Covariant Constraints on Hole-ography

TL;DR

This paper demonstrates that certain bulk surfaces in AdS, specifically inside holographic screens, cannot be fully reconstructed using existing hole-ography methods, highlighting limitations in the current holographic reconstruction framework.

Contribution

It proves the existence of unreconstructable surfaces within holographic screens in AdS, revealing fundamental limitations of hole-ography in certain symmetric bulk regions.

Findings

Surfaces inside holographic screens cannot be fully reconstructed.

Reconstruction limitations are linked to the Bousso bound and coarse-graining.

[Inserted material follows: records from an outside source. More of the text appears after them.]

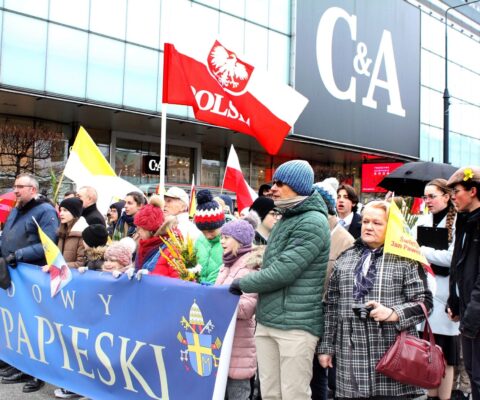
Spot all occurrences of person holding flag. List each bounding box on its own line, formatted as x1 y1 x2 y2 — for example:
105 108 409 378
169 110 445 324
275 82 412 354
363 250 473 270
0 174 59 393
412 179 460 400
447 167 480 400
230 160 330 400
318 201 432 400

Classical results suggest potential quantum extensions.

Abstract

Hole-ography is a prescription relating the areas of surfaces in an AdS bulk to the differential entropy of a family of intervals in the dual CFT. In (2+1) bulk dimensions, or in higher dimensions when the bulk features a sufficient degree of symmetry, we prove that there are surfaces in the bulk that cannot be completely reconstructed using known hole-ographic approaches, even if extremal surfaces reach them. Such surfaces lie in easily identifiable regions: the interiors of holographic screens. These screens admit a holographic interpretation in terms of the Bousso bound. We speculate that this incompleteness of the reconstruction is a form of coarse-graining, with the missing information associated to the holographic screen. We comment on perturbative quantum extensions of our classical results.